The crash occurred at 1:14 p.m. on the north end of the runway, said Tony Vicari, director of aviation at the airport. Two people were on board, both of whom escaped without injury, he said.
The helicopter lay on its side with “fairly significant damage,” Vicari said.
The crash occurred on one of the busiest travel days of the year – the day before Thanksgiving. The runway was closed for about one hour and 45 minutes and reopened at 2:55 p.m. Four commercial flights were delayed, including two United Airlines flights and two American Airlines flights.
The runway closure was expected to cause “cascading delays” throughout the day, Vicari said.
The helicopter belonged to Colorado Highland Helicopters, which is based at the Animas Air Park south of Durango. The helicopter took off from the air park at 12:28 p.m. and signaled its arrival to DRO at 1:07 p.m., according to FlightAware, a website that tracks aircraft movements across the country.
“They were doing training flights,” Vicari said. “It’s just normal for that operation at our airport.”
He did not have any information about what may have caused the crash.
Brandon Laird, owner and chief pilot of Highland Helicopters, said the helicopter was occupied by an “FAA representative” and a student pilot. The FAA representative was piloting the craft and demonstrating an emergency maneuver, called an autorotation landing, which is a transition from forward flight to the ground without power, Laird said.
“The blades are rotating under their own aerodynamic force and gliding similar to an airplane,” he said. “The intent was to glide to the runway, which they did, but in that transition to touch the ground, he hit a little harder than what was intended.”
A skid on the bottom of the aircraft broke away, as designed in high-impact situations, and the aircraft tipped onto its side, causing the blades to contact the ground and “tore everything up,” Laird said.

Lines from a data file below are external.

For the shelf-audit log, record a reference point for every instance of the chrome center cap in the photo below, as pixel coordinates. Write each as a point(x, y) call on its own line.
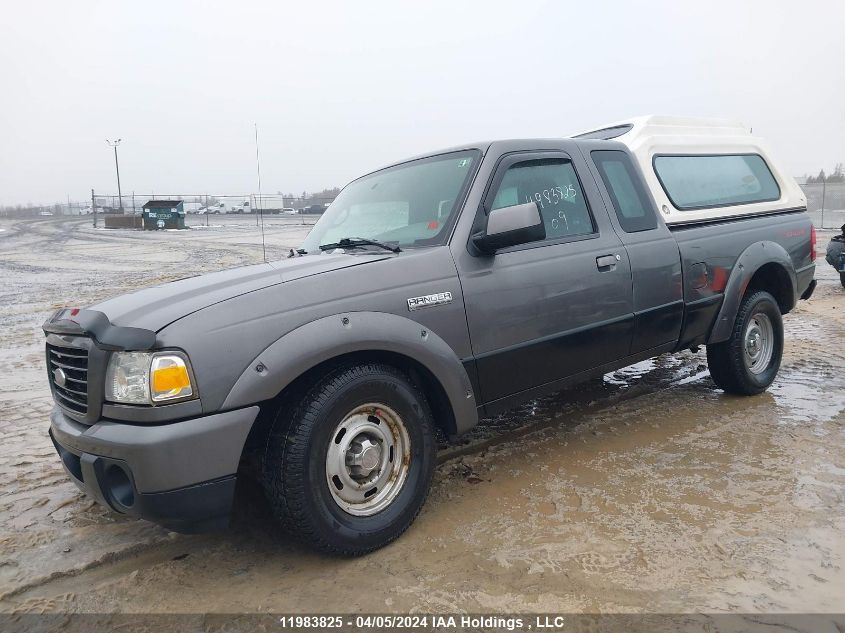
point(362, 457)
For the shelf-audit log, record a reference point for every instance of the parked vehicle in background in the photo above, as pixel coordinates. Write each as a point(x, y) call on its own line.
point(455, 285)
point(214, 209)
point(835, 255)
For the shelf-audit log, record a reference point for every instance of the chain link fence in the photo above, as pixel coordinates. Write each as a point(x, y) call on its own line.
point(214, 204)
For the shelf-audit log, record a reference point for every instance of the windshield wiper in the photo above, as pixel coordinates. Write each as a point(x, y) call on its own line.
point(353, 242)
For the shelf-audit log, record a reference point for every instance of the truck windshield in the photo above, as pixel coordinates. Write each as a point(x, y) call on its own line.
point(412, 204)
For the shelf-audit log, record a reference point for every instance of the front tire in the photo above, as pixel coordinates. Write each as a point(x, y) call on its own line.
point(747, 363)
point(348, 467)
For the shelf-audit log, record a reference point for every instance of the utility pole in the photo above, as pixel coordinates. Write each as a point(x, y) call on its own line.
point(824, 187)
point(114, 144)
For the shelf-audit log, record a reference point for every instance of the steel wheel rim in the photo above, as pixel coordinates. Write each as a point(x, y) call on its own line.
point(758, 343)
point(368, 459)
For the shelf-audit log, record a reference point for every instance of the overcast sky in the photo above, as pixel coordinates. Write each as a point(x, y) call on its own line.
point(338, 89)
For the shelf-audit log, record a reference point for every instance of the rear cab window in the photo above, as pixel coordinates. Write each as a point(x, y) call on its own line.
point(708, 181)
point(630, 201)
point(553, 185)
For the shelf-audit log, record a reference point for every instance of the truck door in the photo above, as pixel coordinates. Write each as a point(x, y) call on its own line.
point(543, 311)
point(658, 294)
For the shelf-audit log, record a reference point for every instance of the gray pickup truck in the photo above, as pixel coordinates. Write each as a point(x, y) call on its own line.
point(434, 291)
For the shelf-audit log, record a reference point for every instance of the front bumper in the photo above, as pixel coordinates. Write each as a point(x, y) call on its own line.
point(180, 475)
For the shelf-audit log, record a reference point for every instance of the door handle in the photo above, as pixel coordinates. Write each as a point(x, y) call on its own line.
point(607, 262)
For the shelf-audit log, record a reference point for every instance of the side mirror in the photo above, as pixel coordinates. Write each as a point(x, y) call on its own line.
point(510, 226)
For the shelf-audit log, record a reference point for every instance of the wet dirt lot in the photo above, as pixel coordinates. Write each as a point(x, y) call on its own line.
point(648, 491)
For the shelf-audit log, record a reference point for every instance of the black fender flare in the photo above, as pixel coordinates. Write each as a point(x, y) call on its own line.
point(747, 264)
point(329, 337)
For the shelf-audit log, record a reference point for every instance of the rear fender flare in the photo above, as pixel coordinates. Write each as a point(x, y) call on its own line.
point(747, 264)
point(329, 337)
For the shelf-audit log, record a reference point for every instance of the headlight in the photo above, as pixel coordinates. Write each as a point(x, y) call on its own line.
point(148, 377)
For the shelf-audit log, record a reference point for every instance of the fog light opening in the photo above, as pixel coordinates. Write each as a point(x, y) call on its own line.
point(119, 486)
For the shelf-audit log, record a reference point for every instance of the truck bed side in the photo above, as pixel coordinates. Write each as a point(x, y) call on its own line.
point(721, 259)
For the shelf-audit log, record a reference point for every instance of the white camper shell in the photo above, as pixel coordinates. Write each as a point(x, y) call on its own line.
point(704, 169)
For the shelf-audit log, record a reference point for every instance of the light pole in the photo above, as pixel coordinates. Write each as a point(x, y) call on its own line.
point(114, 144)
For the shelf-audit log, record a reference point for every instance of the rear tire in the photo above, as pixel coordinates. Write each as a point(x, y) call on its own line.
point(348, 467)
point(747, 363)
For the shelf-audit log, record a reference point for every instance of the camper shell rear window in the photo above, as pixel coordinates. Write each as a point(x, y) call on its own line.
point(706, 181)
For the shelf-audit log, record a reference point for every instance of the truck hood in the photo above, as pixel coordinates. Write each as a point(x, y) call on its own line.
point(156, 307)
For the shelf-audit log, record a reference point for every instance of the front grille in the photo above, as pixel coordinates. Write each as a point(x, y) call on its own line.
point(71, 363)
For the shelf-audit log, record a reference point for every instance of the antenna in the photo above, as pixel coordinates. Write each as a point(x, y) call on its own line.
point(260, 204)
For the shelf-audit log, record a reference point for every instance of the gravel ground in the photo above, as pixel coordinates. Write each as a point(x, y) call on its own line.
point(648, 491)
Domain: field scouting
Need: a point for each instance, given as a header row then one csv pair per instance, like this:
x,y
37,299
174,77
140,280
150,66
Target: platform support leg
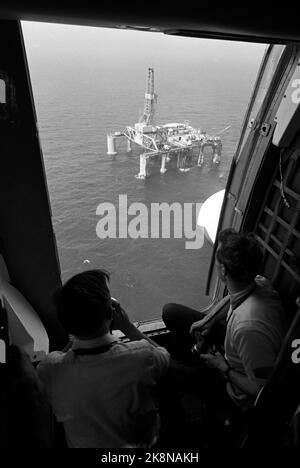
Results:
x,y
111,150
163,164
143,167
129,148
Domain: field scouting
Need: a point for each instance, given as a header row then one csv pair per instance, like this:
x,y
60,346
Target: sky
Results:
x,y
47,39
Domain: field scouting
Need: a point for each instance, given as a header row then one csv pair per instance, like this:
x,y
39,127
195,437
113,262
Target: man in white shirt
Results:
x,y
101,389
254,331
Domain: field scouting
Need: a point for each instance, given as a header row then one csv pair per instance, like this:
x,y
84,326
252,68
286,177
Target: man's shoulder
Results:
x,y
54,359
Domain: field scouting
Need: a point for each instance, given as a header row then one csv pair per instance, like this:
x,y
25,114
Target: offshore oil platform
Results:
x,y
171,141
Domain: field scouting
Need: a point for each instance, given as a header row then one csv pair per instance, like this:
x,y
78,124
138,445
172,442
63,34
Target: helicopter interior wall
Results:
x,y
27,240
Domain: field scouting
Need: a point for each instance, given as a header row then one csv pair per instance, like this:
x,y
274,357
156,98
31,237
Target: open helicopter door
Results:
x,y
256,137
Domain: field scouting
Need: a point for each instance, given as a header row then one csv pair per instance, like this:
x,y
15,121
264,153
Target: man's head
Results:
x,y
239,256
83,304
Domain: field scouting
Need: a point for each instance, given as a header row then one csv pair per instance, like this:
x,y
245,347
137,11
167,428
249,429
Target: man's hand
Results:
x,y
120,319
215,361
201,328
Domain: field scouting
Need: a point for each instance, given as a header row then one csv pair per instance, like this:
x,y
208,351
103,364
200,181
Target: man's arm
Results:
x,y
122,322
219,312
219,364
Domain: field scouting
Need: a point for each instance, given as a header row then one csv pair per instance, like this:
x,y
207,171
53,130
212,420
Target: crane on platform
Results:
x,y
168,141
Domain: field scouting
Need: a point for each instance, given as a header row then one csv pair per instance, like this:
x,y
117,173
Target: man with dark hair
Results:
x,y
253,331
101,388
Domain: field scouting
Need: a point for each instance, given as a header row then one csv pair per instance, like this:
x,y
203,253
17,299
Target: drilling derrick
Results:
x,y
179,141
150,100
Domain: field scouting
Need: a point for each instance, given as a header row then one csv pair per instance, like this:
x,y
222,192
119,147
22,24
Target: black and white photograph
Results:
x,y
149,229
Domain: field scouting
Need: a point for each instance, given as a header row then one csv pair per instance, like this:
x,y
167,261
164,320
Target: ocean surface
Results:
x,y
89,82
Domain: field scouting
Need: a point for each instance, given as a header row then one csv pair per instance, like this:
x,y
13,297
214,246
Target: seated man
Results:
x,y
254,330
101,388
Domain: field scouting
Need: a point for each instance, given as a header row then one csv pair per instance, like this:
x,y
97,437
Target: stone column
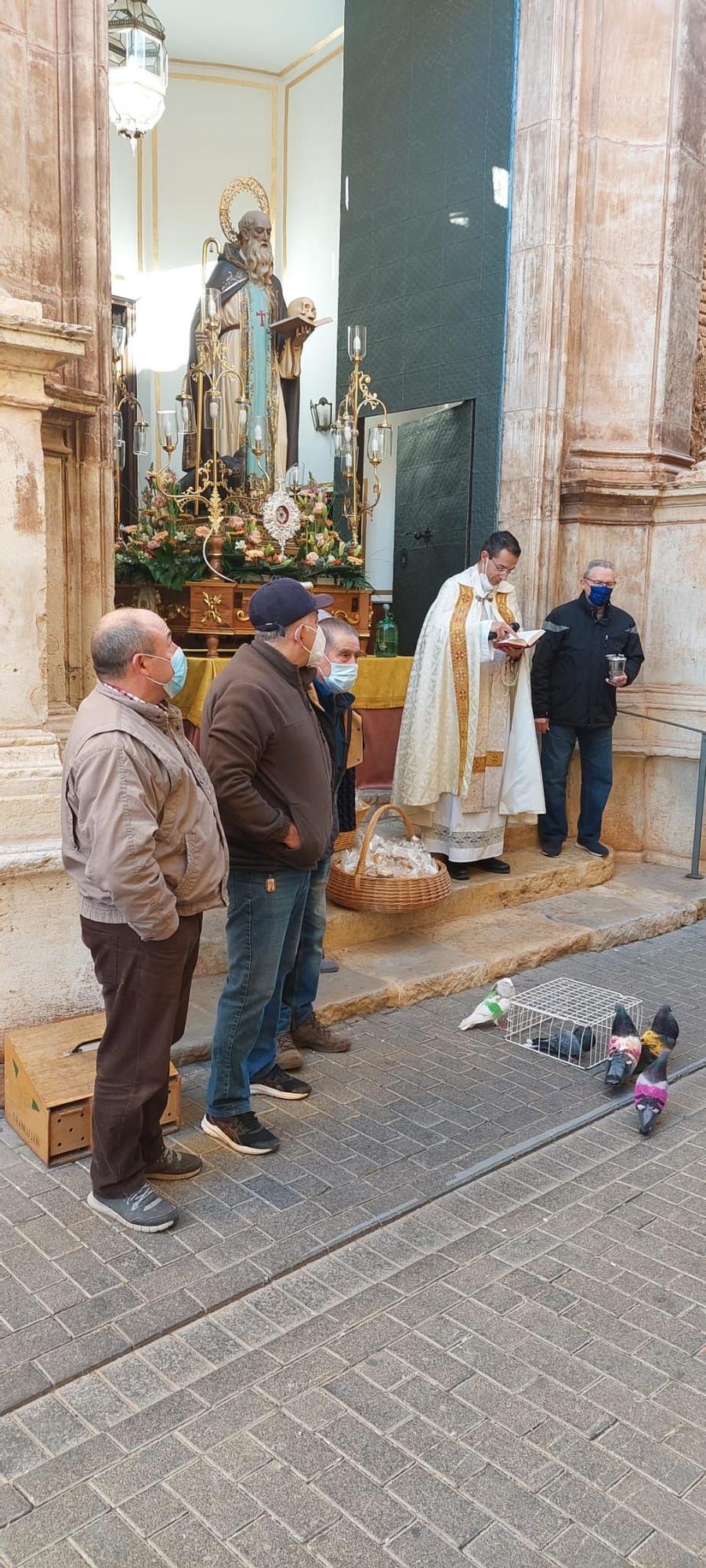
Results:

The autorotation landing is “something that we teach and we practice, and it is a very, very dynamic maneuver,” he said. “You’re practicing for the potential eventuality of an engine failure, which would be scary, but that’s something that we train diligently for. I do thousands of those a year, and this was just a mild misjudgment that resulted in a bit of a hard landing.”
Highland Helicopters has owned the MD 500 chopper since 2016, but the craft was built in 1971.
“That was our first machine that we started our business with,” Laird said.
The wind was blowing about 15 mph with gusts up to 25 mph about the time of the crash, said Norv Larson, a meteorologist with the National Weather Service, which maintains a weather station at the airport. But there were no other weather impediments, he said. Visibility was clear in excess of 10 miles.
The airport will be working with the National Transportation Safety Board and Federal Aviation Administration to preserve the crash debris.
It is not unusual for helicopters to fly up and down the runway similar to a fixed-wing aircraft, so “this is a normal maneuvering area for helicopters,” Vicari said.
Vicari could not immediately recall the last time the airport had an “alert 3,” or an incident involving an actual crash.
After loading the aircraft onto a trailer, the airport underwent an intensive cleaning process to ensure all debris was removed from the runway so that other aircraft could resume operations.
“These types of accidents can go very differently, and we’re very grateful – it’s a good time to be grateful right before Thanksgiving – that this didn’t go a different way,” Vicari said.